当然のことながら実際に城の周りを歩いている。
山城はえらかったと思うが・・・・・・・
戦国時代から幕末にかけての戦いのあった城を紹介している。
又城郭の図(?)絵(?)も付けている。
大変よく分かる。
城址によっては、案内に「堀切」と案内がある城址もある。
播磨三木城攻防戦。
秀吉の平井山本陣。
ここの主郭にいくまでにの斜面に兵が寝泊まりしていたとの案内があった。
食料や糞尿はどうしたのだろうか?

読んでいて特に北条関係の城に行ってみたいと思った。
八王子城・河越城・箕輪城・山中城・韮山城・・・・・・・・
河越城
三大奇襲戦と言われる、河越城。
北条氏康が主役である。氏綱も関係しているので北条とは関係が深い。
他は織田信長と毛利元就である。
氏康は名将なんだろう・・・・・
が定説は変わっていく。
戦いも夜戦では無かったようだ・・・・・・
その都度ロマンが無くなるが・・・・・・

水戸城
幕末これほど藩内で殺し合いをやったところは無さそう。
その為有為の人材が枯渇した。
実際幕末も後半になると水戸藩士の名前はあまり出て来なくなる。

八王子城
巨大な城である。
秀吉の小田原攻めで落城。
氏政の弟、主戦論者の氏照の居城である。
秀吉に刃向ったとあまり評価されていない。
玉砕したようだ・・・・・
が著者も小説で取り上げている。
なかなかの武将と感じたが・・・・・・
行って上までは登れないと思うが・・・・・・・

箕輪城
武田信玄の攻撃に耐えた城である。
長野業政には、新陰流 上泉信綱が仕えている。
中小企業連合と言うべき、小土豪との連携を図る。
やはり人なのか?
息子の時代に落城する。
二代目は気の毒である。

韮山城
名将、北条氏規は守る。
寄せ手の大将に問題はあったが、守りきり開城する。
最初の山中城が一日で落城する。
織田信雄が大将で、蒲生氏郷・福島正則・細川忠興らが攻める。
大将以外は猛将がそろっていた様だ!!
やはり人なんだろうと思う。

有岡城
荒木村重の居城である。
信長に反抗する。
一度でも信長に疑念を持たれると、いつかは滅ぼされる。
その不安から反旗を翻す!
そうそそのかした中川清秀はさっさと信長に帰順する。
信長も清秀は重要視していなかったんだろう・・・・・・
1,6kmの800mと言う巨大な城である。
村重にはそれなりの成算があったんだろう・・・・・・
高槻・茨木・尼崎・花隈・三田と支城があり充分戦えると!
全部行ったが・・・・・・『自慢にもなりませんが・・・・・』
播磨三木別所氏、丹波波多野氏、本願寺と同時に信長は戦わなければならない!
が全て毛利の援軍が頼りである!
安芸からは遠いと思うが・・・・・・

家康と信玄・勝頼の攻防戦。
高天神城、長篠城は行っているが、又行ってみたい。
今までと違った目で見れると思う!

2014年10月14日 (火)

本・虚けの舞・伊東潤

本能寺の変から十年。
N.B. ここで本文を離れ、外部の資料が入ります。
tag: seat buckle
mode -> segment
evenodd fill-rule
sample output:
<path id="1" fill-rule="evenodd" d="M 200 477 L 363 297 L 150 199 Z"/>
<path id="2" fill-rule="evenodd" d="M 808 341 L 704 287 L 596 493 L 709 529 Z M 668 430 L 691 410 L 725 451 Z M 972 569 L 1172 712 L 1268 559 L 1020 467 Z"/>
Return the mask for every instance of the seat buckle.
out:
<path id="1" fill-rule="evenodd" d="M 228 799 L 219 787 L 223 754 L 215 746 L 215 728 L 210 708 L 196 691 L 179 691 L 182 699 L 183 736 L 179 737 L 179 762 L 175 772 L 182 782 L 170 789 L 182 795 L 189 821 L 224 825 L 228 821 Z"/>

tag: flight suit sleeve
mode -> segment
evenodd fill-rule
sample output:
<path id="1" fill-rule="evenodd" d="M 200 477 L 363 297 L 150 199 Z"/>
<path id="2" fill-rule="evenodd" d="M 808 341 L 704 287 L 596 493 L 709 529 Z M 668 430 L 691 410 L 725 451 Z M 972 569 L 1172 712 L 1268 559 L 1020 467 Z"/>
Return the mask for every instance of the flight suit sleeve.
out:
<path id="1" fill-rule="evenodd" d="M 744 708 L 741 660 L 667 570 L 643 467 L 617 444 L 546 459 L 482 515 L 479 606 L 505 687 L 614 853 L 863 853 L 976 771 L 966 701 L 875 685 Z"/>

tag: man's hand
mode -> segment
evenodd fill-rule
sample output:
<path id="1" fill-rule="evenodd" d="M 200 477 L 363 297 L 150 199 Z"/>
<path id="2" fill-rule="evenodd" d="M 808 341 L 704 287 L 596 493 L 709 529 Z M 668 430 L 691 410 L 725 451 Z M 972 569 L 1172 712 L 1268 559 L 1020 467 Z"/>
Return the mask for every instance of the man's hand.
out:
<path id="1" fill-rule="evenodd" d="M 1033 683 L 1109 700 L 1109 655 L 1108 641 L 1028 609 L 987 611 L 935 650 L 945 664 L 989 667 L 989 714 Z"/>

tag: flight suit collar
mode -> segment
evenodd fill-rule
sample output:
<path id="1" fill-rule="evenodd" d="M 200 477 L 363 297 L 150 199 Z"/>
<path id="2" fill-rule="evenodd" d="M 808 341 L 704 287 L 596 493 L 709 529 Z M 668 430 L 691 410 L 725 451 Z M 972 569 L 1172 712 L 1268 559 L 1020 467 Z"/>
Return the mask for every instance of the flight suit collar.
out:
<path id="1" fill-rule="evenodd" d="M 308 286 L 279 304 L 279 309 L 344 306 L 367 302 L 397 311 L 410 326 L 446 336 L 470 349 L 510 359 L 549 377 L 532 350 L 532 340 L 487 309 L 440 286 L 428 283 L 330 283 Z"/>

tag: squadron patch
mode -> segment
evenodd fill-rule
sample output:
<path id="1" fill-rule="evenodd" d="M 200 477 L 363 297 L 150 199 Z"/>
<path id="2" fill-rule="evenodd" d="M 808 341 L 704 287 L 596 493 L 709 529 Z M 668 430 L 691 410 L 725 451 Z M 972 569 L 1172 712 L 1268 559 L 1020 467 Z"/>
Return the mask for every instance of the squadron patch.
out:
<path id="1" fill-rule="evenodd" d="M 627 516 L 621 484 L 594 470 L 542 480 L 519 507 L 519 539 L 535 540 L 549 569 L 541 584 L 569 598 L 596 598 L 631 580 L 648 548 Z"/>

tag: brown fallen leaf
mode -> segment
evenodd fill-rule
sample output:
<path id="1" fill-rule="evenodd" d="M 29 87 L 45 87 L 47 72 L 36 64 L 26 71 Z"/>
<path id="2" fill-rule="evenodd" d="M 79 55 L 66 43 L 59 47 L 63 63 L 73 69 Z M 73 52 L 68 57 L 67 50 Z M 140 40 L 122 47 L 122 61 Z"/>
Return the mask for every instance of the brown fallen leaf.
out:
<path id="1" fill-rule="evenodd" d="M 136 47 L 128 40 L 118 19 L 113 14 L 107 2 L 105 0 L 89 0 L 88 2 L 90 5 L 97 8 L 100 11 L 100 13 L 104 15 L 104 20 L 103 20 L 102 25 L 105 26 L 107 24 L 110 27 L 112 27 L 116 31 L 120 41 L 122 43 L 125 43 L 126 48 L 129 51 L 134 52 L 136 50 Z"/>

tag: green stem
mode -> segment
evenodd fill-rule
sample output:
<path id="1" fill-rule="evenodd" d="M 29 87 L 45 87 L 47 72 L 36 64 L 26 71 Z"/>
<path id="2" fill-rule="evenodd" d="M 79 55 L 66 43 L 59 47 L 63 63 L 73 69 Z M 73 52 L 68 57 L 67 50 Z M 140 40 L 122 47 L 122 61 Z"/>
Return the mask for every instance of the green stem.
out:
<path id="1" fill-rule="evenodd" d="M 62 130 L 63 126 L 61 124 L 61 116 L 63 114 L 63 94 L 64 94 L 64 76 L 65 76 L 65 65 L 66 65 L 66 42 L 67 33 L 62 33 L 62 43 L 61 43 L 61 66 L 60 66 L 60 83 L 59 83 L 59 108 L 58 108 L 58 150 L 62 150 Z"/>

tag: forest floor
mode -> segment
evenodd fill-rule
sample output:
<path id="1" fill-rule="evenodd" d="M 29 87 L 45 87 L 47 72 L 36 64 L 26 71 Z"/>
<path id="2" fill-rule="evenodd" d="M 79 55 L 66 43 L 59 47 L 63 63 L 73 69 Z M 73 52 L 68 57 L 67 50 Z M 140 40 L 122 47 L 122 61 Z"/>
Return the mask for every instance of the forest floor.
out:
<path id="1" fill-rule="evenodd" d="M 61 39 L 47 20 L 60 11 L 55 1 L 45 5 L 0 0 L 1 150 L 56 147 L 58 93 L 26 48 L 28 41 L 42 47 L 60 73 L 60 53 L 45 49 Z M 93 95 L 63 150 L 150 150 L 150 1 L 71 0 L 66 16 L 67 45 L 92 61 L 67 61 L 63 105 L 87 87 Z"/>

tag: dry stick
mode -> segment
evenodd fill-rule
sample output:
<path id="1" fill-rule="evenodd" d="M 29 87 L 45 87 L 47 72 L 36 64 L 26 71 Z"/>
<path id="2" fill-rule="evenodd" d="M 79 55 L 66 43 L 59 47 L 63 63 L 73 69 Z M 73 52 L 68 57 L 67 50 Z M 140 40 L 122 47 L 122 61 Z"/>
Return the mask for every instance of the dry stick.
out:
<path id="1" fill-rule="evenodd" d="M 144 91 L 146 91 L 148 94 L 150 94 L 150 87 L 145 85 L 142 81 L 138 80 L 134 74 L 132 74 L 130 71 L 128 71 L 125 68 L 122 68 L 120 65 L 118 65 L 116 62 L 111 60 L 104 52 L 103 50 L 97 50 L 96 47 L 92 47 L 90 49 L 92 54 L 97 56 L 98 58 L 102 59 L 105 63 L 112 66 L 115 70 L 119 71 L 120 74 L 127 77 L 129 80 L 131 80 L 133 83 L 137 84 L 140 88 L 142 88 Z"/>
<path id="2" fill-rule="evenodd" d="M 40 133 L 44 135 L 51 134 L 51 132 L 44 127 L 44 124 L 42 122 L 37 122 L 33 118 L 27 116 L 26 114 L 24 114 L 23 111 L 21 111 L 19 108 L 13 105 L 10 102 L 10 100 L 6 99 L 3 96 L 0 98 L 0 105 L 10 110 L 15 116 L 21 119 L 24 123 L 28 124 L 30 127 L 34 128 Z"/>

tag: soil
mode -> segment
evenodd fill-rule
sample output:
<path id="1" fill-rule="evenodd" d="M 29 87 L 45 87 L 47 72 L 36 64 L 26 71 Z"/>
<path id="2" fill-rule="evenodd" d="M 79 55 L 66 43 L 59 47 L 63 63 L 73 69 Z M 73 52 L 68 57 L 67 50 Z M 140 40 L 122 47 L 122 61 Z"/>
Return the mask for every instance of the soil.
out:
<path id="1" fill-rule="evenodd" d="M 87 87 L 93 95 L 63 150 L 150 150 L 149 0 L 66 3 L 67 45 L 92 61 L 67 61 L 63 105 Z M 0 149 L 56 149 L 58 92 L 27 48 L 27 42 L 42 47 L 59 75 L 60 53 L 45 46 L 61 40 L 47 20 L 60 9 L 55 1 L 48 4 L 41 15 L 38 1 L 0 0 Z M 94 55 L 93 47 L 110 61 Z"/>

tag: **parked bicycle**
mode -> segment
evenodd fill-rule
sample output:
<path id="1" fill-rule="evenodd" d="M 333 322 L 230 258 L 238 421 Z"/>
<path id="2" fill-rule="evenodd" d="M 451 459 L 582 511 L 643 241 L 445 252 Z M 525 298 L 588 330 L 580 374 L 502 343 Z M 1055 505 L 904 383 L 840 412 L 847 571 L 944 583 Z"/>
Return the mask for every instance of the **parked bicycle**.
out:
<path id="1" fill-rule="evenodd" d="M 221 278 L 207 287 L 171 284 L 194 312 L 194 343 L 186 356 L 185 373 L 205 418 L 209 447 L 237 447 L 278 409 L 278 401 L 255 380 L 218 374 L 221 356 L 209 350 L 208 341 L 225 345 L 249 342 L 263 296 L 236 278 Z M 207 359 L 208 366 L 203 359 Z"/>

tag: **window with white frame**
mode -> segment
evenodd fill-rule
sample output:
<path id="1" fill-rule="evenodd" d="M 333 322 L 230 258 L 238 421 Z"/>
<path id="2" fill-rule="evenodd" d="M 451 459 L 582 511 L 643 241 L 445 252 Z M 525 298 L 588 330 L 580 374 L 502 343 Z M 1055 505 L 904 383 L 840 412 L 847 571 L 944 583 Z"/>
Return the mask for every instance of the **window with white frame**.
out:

天下人となった秀吉は朝鮮出兵の大号令を発した。その前線、肥前名護屋陣にいた二人。秀吉からすべてを奪われた信長の息子・信雄と、秀吉に滅ぼされた北条家の生き残り氏規。この苛烈な時代を二人はいかに生き抜こうとしたのか。絢爛たる桃山文化を背景に描かれる落魄者たちの戦国絵巻。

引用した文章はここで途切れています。